Apromore currently has a GenAI co-pilot in beta mode. The company is looking to make the product generally available in the latter half of 2024 as they are continuing to experiment with the evolving capabilities of large language models and taking a disciplined approach.
That said, Apromore has already enabled the widespread adoption of its technology through a focus on what it calls “citizen process mining” driven by its no-code architecture. Dumas explained how GenAI aligns with this vision.
“Where we see the biggest value of GenAI as a way of enabling no-code is actually on the simulation end,” he says.

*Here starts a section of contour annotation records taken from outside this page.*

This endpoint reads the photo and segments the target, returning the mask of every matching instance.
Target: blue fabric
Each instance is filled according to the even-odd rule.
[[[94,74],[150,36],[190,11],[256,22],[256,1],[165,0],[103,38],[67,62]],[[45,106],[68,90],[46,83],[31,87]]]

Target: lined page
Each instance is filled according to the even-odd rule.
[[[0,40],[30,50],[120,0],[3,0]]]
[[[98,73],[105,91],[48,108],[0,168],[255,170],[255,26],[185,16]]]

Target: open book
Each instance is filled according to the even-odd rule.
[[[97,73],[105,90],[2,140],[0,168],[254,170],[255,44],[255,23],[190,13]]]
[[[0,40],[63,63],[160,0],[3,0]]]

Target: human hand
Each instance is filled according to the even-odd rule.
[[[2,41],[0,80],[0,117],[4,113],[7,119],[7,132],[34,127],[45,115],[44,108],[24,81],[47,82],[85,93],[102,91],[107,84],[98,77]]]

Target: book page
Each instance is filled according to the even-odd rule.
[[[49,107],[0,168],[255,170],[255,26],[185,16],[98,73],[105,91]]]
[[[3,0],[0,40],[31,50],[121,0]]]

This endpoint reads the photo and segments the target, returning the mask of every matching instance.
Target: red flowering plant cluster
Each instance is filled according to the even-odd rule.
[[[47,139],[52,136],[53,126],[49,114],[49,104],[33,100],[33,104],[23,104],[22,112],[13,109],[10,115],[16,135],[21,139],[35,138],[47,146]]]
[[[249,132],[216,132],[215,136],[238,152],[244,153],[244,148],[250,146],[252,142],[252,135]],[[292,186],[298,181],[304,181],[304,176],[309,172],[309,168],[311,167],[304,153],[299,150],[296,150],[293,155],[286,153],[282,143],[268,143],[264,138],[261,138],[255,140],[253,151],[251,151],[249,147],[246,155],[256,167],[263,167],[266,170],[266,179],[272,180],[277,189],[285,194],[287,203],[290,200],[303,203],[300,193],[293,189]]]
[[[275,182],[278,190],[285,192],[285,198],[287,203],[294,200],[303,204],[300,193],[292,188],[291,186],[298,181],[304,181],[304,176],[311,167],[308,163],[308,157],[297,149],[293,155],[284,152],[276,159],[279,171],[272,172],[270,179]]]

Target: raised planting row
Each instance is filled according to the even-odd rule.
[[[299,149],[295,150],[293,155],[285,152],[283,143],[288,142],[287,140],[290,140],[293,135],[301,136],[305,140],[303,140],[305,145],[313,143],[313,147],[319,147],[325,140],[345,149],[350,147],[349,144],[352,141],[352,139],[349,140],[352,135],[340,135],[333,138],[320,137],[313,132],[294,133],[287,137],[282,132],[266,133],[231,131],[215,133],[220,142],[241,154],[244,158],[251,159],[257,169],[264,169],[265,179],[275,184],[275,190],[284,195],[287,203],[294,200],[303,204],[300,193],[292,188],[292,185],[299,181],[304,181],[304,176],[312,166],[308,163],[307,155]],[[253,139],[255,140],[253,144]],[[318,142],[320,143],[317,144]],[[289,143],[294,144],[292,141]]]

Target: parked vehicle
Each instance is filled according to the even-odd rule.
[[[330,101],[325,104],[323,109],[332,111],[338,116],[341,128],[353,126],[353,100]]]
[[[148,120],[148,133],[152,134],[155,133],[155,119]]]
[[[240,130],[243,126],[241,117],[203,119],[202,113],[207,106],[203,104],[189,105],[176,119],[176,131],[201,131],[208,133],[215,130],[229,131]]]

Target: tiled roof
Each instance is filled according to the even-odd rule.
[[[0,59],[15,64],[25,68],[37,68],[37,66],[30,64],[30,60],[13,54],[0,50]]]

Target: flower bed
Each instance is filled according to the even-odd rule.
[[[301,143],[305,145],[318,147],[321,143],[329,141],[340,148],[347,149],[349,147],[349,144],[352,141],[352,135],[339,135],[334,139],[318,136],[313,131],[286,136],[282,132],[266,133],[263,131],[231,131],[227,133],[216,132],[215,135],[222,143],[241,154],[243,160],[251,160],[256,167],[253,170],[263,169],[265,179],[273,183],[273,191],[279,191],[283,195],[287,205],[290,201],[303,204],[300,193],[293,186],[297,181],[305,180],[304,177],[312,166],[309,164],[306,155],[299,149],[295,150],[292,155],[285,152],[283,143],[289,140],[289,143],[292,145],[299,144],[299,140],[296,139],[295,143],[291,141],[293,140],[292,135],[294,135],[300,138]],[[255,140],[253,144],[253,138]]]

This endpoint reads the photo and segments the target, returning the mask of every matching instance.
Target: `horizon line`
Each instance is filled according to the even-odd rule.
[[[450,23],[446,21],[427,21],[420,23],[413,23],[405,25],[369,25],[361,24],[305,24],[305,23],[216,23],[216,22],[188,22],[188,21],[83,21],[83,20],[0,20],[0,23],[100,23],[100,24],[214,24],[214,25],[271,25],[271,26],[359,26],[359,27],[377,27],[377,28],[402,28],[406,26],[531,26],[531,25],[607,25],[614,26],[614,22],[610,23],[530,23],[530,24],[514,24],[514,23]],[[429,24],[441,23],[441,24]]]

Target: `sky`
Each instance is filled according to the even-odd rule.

While current simulation is very powerful, it requires a deep understanding of business drivers to determine what should be tested, as well as a deep understanding of statistics, probability theories, and other disciplines related to simulation. “That is where I think GenAI is extending the scope of the no-code process mining vision,” by making simulation insights more easily accessible, he says.
The Future of Process Mining
One evolving use case for process mining that Dumas anticipates gaining even greater traction is compliance, particularly in highly regulated industries including healthcare, banking, and insurance. “We thought that we had done what we could in the field of compliance, but we see more and more receptiveness to process mining compliance and more and more organizations that are no longer seeing compliance as a tickbox or as an auditing issue but as an integral part of their strategy.”
Dumas concluded the discussion with his predictions for the future of process mining technology. “Process mining is being challenged at the moment by many organizations to expand in the realm of operational intelligence,” he says, explaining that operational management leaders also want to be able to use process mining.
“I predict that in two years’ time, the traditional line between process mining as a tactical optimization tool and more operational intelligence, dashboarding tools, for operational optimizations are going to merge, and we’re going to have a convergence of operational intelligence with process mining.”
— Tom Smith contributed to this analysis.